Microsoft edge browser is returning the same user agent for both windows 10 tablet and desktop. So please help me in differentiating micosoft edge tablet and desktop browsers through any javascript features or useragent detection or any other way.
Note: Normally we differentiate tablet and desktop browsers by pointer events.
tablet supports pointer events while desktop doesnt support.
In windows 10 even desktop is supporting pointer events
Unlike Windows 8/8.1 there is only one Microsoft Edge browser, rather than an “immersive” touch friendly browser and regular desktop win32 app. As such you can’t detect the difference with the UA string, as there is no difference.
However, if your use-case is to give touch friendly layout for touch devices (tablets and convertibles, 2-in-1s, etc) and a more compact layout for mouse and keyboard only users, you can use feature detection in CSS for this.
For this you can use CSS Media Queries Interaction media features.

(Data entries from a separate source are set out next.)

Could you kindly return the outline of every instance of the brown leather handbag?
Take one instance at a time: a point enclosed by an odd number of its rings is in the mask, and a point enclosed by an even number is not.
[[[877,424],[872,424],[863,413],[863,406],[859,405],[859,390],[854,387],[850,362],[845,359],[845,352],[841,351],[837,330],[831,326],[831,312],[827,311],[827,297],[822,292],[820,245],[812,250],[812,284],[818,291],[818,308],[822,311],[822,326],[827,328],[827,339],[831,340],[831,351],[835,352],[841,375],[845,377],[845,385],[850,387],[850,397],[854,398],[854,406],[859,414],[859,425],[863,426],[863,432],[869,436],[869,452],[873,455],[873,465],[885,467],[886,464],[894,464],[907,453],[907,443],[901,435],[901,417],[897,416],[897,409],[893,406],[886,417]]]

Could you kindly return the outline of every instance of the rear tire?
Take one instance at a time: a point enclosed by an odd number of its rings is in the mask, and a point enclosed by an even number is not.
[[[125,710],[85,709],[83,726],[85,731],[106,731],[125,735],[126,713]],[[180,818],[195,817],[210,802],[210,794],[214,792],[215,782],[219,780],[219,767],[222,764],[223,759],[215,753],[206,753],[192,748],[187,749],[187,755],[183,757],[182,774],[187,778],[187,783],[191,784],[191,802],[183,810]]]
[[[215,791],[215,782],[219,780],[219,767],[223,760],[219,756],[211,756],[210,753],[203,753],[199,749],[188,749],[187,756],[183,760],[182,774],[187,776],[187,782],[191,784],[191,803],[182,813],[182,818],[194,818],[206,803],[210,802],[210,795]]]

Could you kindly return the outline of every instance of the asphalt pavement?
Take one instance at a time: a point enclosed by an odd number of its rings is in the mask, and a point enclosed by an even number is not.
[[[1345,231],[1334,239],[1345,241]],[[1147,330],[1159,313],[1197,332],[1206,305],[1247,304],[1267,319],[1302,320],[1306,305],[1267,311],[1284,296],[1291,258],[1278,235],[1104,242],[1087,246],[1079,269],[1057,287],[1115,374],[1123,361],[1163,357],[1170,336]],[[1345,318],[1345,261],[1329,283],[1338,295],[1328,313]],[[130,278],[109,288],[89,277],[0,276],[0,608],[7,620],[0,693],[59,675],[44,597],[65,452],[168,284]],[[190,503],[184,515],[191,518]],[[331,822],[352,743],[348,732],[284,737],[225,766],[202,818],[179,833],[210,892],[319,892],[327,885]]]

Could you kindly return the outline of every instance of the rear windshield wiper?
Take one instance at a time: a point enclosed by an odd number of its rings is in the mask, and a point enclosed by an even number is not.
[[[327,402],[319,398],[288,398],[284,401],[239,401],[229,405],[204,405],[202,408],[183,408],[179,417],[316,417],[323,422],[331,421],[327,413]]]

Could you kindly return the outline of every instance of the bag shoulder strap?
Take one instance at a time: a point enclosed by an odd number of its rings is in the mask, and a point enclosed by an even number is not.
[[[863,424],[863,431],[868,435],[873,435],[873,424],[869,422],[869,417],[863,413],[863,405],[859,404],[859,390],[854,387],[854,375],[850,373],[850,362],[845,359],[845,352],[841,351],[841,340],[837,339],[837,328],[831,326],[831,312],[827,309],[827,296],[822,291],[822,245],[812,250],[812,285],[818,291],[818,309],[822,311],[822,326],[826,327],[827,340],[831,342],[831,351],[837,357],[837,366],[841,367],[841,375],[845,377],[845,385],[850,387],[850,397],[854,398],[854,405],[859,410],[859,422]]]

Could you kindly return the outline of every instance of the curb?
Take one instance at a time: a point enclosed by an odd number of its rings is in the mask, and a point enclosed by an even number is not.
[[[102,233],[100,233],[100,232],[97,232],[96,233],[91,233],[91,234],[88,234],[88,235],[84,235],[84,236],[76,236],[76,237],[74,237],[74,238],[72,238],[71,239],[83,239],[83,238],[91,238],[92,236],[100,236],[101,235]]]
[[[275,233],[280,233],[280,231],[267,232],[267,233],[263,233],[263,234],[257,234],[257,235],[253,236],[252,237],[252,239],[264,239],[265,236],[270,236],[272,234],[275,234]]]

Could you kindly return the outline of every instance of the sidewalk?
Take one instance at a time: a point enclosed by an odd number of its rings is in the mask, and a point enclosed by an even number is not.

If you want to detect that there is a touch screen:
@media (pointer: coarse) {
...styles for touch screen...
}
If you want to detect that the user can’t hover (a common issue on touch screens):
@media (hover: none) {
... styles ...
}
It is however important to point out that this reports the primary pointing device. In machines such as convertibles where there can be a trackpad/mouse and touch screen, it may report the values for a touch screen.
See the spec for details.
Testing user-agent
for Touch
doesn't work for you?
I have found you can use JavaScript to detect if in Tablet mode (although the code probably needs to only run if Edge is in the user-agent, and Windows Phone is not in the user-agent?) - see https://stackoverflow.com/a/32601200/436776
This works in Edge, but doesn't work in IE11.
A similar technique works to reliably detect Metro/Modern on Windows 8/8.1.